Enforcement Co-Directors Take Issue with Disgorgement Time Limits

The SEC doesn’t like having to comply with the statute of limitations when it comes to disgorgement. Division of Enforcement co-directors Stephanie Avakian and Steven Peikin, in testimony before a panel of the House Committee on Financial Services, made clear that, in some cases, five years may not be long enough.

The co-directors, who also discussed Division efforts regarding cybersecurity, cryptocurrencies and other matters, tied their concerns regarding disgorgement time limits to the Supreme Court’s June 2017 Kokesh v. SEC decision, which held that disgorgement rulings are subject to a five-year statute of limitations, just like civil money penalty decisions are (ACA Insight, 6/12/17).

"The Kokesh decision has already had a significant impact across many parts of the Division," Avakian and Peikin said in their testimony. "Many securities frauds are complex and can take significant time to uncover and investigate. Some egregious fraud schemes – including, for example, the one perpetrated by Charles Kokesh himself – are well concealed and are not discovered until investors have been victimized over many years."

This is not to say that the Division is not continuing to return investor dollars that were found to have been misappropriated. The SEC returned $1.07 billion in disgorgement to harmed investors in fiscal year 2017, the co-directors said.

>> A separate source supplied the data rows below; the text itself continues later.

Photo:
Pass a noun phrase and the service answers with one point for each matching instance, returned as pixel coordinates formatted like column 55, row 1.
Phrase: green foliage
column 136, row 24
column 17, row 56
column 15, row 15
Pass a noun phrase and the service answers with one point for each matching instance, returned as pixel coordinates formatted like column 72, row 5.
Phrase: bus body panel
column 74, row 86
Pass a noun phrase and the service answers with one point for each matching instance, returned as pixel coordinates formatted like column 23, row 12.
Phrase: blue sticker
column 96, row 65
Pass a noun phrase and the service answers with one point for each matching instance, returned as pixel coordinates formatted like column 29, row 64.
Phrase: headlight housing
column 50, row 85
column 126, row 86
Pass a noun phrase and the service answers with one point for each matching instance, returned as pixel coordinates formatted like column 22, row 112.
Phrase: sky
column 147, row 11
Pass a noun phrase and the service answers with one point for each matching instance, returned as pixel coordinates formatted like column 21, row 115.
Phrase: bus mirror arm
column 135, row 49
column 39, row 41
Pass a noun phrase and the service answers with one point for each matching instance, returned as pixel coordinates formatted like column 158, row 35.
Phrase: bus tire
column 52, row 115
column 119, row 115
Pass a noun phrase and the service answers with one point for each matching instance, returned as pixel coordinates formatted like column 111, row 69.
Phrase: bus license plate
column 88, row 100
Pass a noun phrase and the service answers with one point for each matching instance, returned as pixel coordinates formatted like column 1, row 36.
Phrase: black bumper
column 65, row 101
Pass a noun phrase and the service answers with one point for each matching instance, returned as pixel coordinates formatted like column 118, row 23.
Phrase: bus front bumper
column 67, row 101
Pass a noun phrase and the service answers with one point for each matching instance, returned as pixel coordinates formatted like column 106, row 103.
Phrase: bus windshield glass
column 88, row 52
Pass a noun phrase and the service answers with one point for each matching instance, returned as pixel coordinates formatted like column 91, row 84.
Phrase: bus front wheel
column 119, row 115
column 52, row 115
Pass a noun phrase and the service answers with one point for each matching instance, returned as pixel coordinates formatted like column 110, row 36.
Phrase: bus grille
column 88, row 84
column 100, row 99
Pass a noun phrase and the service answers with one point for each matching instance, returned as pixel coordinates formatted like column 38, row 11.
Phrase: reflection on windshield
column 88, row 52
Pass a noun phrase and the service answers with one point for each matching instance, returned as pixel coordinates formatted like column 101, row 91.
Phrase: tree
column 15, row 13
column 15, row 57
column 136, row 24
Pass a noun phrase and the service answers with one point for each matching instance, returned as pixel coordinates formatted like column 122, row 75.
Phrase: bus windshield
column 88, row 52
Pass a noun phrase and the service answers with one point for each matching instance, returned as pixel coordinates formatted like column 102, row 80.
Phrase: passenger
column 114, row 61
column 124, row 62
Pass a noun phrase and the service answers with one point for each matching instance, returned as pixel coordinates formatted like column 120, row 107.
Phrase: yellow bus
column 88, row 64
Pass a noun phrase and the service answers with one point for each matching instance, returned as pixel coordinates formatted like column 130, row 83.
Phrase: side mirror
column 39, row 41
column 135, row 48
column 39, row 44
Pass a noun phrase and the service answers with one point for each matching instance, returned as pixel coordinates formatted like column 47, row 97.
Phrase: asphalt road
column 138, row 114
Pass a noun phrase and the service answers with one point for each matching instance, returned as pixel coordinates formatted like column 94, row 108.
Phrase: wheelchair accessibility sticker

"The SEC’s plea is that Congress pass a law to overturn Kokesh," said Stern Tannenbaum partner Aegis Frumento. "Given the state of dysfunction in Washington right now, the odds of that happening are pretty slim. It was a pretty safe ask, which will likely not be answered."

Kokesh history

Kokesh appealed to the Supreme Court following an October 2016 ruling against him by a federal appellate court. The appeals stemmed from an earlier jury trial verdict that had found Kokesh guilty of misappropriating money collected by two of his advisory firms from 1995 to 2009 (ACA Insight, 5/4/15), and assessed sanctions that included $34.9 million in disgorgement. The SEC’s original complaint was filed with the district court in October 2009.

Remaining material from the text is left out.